TABLE 1

Guidelines for managing anticoagulation in patients with infective endocarditis

American Heart Association1
Discontinuing all forms of anticoagulation in patients with mechanical valve infectious endocarditis who have experienced a central nervous system embolic event for at least 2 weeks is reasonable.
Initiating aspirin or other antiplatelet agents as adjunctive therapy in infective endocarditis is not recommended.
Continuing long-term antiplatelet therapy at the time of development of infective endocarditis with no bleeding complications may be considered.
European Society of Cardiology2
Interruption of antiplatelet and anticoagulant therapy is recommended in the presence of intracranial hemorrhage or other major bleeding.

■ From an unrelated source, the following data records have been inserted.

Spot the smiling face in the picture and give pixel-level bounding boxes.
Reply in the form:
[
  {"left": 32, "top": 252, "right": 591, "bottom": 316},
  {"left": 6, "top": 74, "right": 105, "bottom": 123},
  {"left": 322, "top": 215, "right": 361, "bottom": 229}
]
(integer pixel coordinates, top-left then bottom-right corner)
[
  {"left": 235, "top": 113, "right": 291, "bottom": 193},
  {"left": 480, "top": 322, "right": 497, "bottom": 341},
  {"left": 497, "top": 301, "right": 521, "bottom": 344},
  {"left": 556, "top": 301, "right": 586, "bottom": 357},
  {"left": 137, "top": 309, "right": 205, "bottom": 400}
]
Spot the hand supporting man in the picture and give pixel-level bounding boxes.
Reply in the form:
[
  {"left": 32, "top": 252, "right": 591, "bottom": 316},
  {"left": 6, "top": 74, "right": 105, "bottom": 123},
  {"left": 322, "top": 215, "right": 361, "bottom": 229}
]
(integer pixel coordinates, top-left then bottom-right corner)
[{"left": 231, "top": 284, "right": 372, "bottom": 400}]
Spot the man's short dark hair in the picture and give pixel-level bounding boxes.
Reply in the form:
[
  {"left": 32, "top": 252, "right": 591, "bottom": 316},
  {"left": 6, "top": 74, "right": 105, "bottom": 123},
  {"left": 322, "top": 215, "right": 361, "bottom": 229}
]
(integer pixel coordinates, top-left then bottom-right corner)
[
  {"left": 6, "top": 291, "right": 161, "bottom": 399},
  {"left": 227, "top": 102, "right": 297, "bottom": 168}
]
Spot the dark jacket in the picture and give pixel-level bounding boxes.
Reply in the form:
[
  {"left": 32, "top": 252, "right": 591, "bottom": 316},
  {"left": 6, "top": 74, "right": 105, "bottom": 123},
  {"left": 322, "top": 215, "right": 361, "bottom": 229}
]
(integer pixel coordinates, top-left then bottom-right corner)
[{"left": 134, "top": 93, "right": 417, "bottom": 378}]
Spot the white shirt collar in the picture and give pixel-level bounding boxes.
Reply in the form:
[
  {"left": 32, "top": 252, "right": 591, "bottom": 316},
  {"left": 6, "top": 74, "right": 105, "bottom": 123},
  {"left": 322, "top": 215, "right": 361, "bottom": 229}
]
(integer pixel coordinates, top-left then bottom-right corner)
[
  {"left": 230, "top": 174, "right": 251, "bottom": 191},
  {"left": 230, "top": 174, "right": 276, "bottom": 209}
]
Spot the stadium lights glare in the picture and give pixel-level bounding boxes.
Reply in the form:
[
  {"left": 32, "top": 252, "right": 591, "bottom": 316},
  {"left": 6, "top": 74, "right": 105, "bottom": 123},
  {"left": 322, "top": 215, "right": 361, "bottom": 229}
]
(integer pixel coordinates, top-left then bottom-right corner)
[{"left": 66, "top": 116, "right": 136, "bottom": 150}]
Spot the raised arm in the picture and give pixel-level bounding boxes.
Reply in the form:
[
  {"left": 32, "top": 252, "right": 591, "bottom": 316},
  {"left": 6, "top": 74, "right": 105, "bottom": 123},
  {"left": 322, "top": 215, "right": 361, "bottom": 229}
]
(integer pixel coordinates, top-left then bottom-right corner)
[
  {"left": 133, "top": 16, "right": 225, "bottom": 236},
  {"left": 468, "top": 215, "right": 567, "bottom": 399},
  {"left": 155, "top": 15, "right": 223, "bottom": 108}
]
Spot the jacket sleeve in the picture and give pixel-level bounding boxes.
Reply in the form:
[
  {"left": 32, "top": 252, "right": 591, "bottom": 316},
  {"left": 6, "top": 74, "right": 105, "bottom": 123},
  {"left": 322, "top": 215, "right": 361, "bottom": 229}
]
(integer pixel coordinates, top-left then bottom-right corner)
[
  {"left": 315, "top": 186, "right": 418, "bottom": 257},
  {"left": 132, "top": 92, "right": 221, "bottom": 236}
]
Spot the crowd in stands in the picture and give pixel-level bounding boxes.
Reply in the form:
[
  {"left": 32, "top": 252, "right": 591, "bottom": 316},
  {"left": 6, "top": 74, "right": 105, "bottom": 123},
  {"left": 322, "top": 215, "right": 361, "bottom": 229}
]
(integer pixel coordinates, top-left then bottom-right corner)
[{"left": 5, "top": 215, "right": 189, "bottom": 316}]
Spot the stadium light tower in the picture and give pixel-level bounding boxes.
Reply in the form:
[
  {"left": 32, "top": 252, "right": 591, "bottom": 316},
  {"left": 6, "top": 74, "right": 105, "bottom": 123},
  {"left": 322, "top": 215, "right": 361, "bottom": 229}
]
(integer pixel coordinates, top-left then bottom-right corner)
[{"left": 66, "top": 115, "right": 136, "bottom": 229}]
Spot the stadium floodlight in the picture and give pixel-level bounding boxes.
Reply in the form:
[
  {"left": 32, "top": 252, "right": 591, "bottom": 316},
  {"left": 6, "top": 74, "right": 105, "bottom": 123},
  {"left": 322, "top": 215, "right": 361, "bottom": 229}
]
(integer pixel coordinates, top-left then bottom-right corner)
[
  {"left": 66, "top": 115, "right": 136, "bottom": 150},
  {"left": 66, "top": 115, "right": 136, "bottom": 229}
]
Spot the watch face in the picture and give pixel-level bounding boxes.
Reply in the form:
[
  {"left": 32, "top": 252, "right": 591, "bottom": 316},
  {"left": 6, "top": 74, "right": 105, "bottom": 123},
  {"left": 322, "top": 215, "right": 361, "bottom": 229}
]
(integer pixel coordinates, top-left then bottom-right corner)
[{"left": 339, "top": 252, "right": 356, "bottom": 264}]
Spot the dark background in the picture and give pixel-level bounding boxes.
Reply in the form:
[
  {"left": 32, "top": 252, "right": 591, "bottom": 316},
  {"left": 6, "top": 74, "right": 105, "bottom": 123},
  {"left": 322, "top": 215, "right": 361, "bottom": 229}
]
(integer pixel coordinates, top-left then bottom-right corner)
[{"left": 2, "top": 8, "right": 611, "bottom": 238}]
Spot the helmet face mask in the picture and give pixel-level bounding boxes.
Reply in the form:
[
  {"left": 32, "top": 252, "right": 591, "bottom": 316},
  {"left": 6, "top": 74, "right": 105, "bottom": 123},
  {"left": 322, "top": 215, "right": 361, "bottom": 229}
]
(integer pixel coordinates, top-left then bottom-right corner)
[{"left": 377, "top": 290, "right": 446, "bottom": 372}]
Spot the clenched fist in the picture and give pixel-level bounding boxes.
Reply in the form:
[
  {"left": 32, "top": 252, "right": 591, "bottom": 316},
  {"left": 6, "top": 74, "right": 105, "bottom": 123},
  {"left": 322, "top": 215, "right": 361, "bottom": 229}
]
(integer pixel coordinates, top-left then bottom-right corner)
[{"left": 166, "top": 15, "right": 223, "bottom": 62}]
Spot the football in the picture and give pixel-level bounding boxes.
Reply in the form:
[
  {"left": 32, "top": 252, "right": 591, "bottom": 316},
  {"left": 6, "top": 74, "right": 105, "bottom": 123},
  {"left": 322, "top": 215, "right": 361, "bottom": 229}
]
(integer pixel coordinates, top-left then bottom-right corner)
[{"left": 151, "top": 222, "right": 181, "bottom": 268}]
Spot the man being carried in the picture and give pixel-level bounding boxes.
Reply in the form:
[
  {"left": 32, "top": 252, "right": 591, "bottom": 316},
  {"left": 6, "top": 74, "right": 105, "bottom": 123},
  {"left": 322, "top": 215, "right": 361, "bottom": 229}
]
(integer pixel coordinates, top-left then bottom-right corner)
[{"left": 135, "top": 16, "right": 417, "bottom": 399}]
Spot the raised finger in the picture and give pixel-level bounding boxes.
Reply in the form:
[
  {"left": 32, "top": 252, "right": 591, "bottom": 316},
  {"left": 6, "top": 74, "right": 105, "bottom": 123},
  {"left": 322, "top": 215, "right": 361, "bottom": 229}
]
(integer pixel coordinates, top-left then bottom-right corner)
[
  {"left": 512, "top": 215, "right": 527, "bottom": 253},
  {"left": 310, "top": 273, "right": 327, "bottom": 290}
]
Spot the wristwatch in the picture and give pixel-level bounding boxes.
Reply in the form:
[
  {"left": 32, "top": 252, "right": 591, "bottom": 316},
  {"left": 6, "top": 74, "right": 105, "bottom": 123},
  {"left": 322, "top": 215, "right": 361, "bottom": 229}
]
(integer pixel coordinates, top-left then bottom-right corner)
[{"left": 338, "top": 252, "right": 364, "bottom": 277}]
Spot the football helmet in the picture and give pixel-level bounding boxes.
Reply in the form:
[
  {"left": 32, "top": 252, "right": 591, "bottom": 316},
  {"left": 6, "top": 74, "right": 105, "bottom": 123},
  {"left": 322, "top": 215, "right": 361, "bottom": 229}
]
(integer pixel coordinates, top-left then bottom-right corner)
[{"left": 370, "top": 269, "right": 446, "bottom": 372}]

In ischemic stroke without hemorrhage, replacement of oral anticoagulant (anti-vitamin K) therapy by unfractionated or low- molecular-weight heparin for 1–2 weeks should be considered under close monitoring.
In patients with intracranial hemorrhage and a mechanical valve, unfractionated or low-molecular-weight heparin should be reinitiated as soon as possible following multidisciplinary discussion.
In the absence of stroke, replacement of oral anticoagulant therapy by unfractionated or low-molecular-weight heparin for 1–2 weeks should be considered in the case of Staphylococcus aureus infectious endocarditis under close monitoring.
Thrombolytic therapy is not recommended in patients with infectious endocarditis.
American College of Chest Physicians3
In patients with infectious endocarditis, routine anticoagulant and antiplatelet therapy is not recommended unless a separate indication exists.
In patients with a prosthetic valve who are on anticoagulation and who develop infectious endocarditis, it is suggested to discontinue the anticoagulation at the time of initial presentation until it is clear that invasive procedures will not be required and the patient has stabilized without signs of central nervous system involvement. When the patient is deemed stable without contraindications or neurologic complications, reinstitution of anticoagulant therapy is suggested.